Stranzl: Absolutely. We have five offices across the four markets we work in, so technology like VTS has been a huge influencer from a communications standpoint. It’s allowed us to disconnect from individually tracking deals in spreadsheets to collaboration and cross-communication on all aspects of a transaction; most important is the transparency.
It’s also helped us gain a better understanding of tenant crossovers. There might be the same tenant in Petaluma and Reno, but because there are two different managers in the regions, they don’t realize the connection. The VTS platform enables us to identify the connection, communicate it, and leverage that tenant relationship.
It also allows us to better understand the needs of tenants in different markets. We can say, “Hey Jamie, here’s what we learned from Jim in Petaluma. Does this apply to you in Reno?” With that context, we can continue refining how we're providing services and amenities for Jamie in Reno.

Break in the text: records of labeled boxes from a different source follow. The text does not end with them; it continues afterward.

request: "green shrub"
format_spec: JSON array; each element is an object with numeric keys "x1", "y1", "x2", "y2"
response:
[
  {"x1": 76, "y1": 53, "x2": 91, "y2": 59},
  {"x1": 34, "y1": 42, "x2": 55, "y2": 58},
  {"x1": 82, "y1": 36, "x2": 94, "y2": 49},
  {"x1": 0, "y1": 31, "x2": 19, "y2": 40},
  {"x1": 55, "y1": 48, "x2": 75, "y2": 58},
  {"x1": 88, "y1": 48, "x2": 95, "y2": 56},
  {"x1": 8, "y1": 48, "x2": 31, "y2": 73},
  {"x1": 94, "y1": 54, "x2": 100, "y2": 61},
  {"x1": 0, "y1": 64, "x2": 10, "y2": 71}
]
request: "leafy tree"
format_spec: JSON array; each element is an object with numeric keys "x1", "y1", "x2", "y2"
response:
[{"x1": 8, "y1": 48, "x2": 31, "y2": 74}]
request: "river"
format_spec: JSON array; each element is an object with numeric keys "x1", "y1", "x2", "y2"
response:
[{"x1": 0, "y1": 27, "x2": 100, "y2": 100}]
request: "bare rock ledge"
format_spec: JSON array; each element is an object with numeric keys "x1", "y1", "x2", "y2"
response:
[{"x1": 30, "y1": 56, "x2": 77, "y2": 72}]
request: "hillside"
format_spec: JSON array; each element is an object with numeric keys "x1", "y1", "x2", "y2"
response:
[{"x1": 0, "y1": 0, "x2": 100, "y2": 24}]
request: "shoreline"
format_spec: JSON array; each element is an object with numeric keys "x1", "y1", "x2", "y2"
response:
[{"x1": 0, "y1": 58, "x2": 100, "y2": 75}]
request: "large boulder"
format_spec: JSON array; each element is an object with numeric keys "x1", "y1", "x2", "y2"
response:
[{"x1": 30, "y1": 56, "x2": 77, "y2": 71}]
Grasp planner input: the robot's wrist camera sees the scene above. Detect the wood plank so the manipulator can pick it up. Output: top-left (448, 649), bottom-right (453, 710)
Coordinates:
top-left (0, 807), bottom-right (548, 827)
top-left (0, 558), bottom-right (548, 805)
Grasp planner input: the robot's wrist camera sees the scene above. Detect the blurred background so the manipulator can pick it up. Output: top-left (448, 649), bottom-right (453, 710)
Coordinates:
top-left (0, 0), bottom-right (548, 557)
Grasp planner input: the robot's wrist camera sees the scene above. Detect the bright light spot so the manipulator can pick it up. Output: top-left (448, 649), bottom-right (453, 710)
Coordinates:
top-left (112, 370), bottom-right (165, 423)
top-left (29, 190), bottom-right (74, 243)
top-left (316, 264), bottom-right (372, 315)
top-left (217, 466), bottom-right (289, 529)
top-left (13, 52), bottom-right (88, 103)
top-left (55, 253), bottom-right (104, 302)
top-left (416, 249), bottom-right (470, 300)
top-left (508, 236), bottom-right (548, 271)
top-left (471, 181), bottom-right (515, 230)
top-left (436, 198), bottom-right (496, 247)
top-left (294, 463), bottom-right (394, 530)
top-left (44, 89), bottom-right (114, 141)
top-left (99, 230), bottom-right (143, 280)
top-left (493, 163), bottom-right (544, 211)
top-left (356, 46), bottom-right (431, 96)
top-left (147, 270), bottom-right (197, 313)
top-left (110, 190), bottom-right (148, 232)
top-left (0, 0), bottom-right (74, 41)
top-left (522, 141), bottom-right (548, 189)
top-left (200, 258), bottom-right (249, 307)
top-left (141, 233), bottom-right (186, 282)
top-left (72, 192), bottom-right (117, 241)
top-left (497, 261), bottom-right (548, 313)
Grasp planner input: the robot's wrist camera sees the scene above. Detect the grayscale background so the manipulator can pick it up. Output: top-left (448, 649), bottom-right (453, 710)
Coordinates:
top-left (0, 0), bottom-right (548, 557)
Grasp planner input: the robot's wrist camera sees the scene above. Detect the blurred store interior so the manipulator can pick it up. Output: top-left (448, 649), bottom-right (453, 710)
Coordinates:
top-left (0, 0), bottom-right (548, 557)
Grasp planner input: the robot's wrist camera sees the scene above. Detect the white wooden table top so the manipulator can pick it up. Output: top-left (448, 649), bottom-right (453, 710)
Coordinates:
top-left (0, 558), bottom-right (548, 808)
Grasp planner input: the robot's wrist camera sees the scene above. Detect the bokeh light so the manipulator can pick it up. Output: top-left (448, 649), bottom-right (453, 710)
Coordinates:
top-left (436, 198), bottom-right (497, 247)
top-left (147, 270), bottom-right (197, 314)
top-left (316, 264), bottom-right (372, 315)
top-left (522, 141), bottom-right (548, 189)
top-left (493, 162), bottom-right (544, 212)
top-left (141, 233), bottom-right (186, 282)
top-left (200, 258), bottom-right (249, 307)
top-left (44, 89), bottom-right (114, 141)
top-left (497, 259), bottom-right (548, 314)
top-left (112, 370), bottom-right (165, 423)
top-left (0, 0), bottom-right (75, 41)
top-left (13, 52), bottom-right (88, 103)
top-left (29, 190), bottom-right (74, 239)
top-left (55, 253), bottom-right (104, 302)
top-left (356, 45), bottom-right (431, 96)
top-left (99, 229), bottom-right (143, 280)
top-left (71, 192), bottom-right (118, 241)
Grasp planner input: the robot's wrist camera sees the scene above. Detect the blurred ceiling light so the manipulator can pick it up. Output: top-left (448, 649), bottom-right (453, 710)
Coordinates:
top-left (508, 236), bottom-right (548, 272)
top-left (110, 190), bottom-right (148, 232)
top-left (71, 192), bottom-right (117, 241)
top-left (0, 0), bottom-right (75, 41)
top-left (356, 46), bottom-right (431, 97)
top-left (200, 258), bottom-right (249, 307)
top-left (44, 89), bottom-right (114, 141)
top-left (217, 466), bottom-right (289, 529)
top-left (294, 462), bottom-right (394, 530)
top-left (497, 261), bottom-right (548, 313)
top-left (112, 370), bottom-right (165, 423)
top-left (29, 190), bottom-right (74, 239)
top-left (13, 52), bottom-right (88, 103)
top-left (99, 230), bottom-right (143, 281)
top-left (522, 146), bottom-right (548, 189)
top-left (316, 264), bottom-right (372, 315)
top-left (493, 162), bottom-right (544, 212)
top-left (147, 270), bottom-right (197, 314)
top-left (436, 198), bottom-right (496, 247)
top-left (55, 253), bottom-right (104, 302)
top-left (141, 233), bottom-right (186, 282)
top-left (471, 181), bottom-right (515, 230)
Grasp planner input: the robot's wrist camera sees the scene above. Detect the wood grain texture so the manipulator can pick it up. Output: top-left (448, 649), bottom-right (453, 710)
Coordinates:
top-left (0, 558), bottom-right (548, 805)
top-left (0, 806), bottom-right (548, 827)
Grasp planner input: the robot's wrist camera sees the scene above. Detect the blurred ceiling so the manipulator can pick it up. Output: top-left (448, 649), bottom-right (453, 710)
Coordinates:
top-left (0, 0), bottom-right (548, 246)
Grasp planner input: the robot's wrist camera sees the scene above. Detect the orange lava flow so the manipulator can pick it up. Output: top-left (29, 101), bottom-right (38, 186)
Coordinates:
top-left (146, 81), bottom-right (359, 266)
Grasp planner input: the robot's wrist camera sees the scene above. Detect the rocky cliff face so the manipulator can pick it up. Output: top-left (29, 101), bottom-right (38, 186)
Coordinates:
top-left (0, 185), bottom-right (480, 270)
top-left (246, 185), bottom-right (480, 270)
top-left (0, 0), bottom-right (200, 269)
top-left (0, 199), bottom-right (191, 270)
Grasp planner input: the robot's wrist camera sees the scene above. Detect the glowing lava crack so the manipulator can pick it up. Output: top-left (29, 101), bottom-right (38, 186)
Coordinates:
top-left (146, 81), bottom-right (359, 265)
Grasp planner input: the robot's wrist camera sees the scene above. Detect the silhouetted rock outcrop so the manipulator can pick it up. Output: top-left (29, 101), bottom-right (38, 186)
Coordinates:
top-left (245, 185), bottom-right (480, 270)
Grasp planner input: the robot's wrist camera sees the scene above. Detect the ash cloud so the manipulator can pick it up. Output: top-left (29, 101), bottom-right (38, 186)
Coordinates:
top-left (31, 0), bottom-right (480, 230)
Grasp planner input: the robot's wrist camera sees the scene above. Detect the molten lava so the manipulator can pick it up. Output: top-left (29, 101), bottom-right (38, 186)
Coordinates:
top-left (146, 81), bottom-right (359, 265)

VTS: What were some of the challenges you were having that led you to look for a solution like VTS?
Stranzl: It was growth and communication. We grew beyond a threshold in our ability to communicate using traditional spreadsheets and wanted to keep the transactions more transparent internally in real-time. We’re a very entrepreneurial, quick-decision, customer service-based company. Particularly, our tenants under 10K square feet often want to make very quick decisions. The VTS platform and this transparency allow us to do that.
And as we grow, the mobile app is critical. For example, as I'm out meeting with people and doing transactions if there's a query on the proposed modifications we want to do, I can look at my phone and answer it in two seconds. That's a tremendous help.
VTS: Lastly, what would you be doing if you weren't in commercial real estate?
Stranzl: Interesting enough, one of my first responses is teaching.
As we get older, we have so much to give back to the youth by helping them understand and appreciate what they have and guide them to a future that’s not all-consuming. That’s a passion of mine, and later in life, I’m sure I’ll get into that.